Она сказала, словно желая сделать мне радостный сюрприз:

— Я с двадцать четвёртого!

— Ну да? — сказал я. — Значит, вы маленькая?

— Семнадцать годов — маленькая?

— Ну, не грудная, конечно, но всё-таки маленькая. Очень молодая…

— Самые года.

Я сказал:

— Конечно! Невеста!

— Не смейтесь!

— Нет, — сказал я, — я не смеюсь. А сватались? Только честно!

Она притворно зевнула:

— Глупости всё это. Учиться надо.

— А на кого?

— Я на учительницу хочу. Я очень понимаю маленьких ребят. Я с ними, хоть с каким, сразу как своя.

— Хорошее дело, — сказал я. — Я тоже ребят люблю, всех маленьких люблю, жеребят и щенят. Ну а ребята, конечно, всех лучше. Они воробьями пахнут.

Она засмеялась и снова глянула на меня долгим, испытующим взглядом.

— Вот вам и надо сто ребят завести своих. А вы холостой?

— Да… Я холостой…

— Что это вы как будто сомневаетесь… Может, неправда?

— Нет, нет, что вы. Я холостой.

— И никого нету?

— Где?

— Ну, на примете.

— Ох, так нельзя.

— Почему же?

— Ну, нельзя… А если бы я вас так спросил? Вы что бы мне сказали?

— Я?

— Да. Вы.

— Раз у меня никого бы не было, я бы так и сказала, а если бы я виляла, значит, что-то бы у меня на уме было, что я бы скрыть хотела…

— От кого?

— От вас. Да что вы всё на меня-то повернули?..
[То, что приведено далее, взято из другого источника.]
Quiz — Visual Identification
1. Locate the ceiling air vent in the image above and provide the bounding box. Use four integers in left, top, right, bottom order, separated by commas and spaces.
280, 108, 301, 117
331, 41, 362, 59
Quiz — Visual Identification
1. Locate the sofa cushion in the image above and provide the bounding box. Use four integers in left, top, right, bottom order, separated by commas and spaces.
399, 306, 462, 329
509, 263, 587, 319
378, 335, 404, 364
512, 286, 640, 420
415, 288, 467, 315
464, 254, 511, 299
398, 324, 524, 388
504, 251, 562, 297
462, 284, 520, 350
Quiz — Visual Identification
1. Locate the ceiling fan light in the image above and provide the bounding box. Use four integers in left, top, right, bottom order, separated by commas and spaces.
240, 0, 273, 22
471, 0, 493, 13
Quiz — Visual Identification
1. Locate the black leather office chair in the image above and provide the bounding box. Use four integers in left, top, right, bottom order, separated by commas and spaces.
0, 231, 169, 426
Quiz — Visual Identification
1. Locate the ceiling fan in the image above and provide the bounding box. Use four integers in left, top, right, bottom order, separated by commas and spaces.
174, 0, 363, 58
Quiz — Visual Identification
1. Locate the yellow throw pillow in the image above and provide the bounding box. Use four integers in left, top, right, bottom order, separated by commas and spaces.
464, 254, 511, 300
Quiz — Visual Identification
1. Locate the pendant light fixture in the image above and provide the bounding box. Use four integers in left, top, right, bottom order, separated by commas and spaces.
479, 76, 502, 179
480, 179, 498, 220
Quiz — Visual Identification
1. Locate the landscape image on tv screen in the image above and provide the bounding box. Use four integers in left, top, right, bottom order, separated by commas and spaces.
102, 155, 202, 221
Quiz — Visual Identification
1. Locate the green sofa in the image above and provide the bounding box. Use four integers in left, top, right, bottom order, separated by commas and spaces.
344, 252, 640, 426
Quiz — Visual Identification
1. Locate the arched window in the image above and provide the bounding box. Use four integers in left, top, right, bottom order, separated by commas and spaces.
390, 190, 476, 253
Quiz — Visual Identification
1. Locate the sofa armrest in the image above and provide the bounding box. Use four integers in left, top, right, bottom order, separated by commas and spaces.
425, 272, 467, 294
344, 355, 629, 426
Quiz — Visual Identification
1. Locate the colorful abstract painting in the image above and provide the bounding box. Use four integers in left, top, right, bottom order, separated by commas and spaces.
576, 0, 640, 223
— Я не сворачивал… Дуня, мне, пожалуй, идти надо…

— Куда же вы так быстро? Поговорите ещё со мной.

— А про что?

— Да про что хотите, мне всё интересно. Хоть про книжки…
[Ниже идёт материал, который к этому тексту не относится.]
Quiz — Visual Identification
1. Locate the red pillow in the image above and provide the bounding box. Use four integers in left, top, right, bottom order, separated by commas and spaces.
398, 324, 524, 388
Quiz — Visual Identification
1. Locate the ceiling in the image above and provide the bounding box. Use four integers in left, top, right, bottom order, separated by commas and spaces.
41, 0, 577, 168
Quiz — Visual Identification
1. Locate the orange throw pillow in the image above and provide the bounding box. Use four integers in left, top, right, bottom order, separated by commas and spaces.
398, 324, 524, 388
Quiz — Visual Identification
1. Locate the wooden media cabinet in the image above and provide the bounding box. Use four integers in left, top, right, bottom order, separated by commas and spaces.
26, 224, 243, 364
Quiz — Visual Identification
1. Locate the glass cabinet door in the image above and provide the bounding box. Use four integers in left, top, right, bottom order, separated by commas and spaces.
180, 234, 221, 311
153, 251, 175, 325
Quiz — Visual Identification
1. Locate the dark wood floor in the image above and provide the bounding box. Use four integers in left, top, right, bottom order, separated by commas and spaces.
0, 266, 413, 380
— Да про книжки что ж рассказывать, их читать нужно. Вы что читали?

— Я? Много кой-чего… Ну, Толстого читала «Анну Каренину», Пушкина «Капитанскую дочку», Бляхина «Красные дьяволята» — много вообще… «Железный поток»… Это Станюковича…

— Серафимовича…

— Ой да, Серафимовича…

— Ну а что больше всего понравилось?

— «Анна Каренина», конечно. Ах, бедная, несчастная… Я всегда слезами обливаюсь, как она с сыночком своим виделась. Несчастная Аннушка, красавица, а несчастная.

Я сказал:

— Да ты сейчас-то не плачь. Конечно, она несчастная, да ведь это книжка.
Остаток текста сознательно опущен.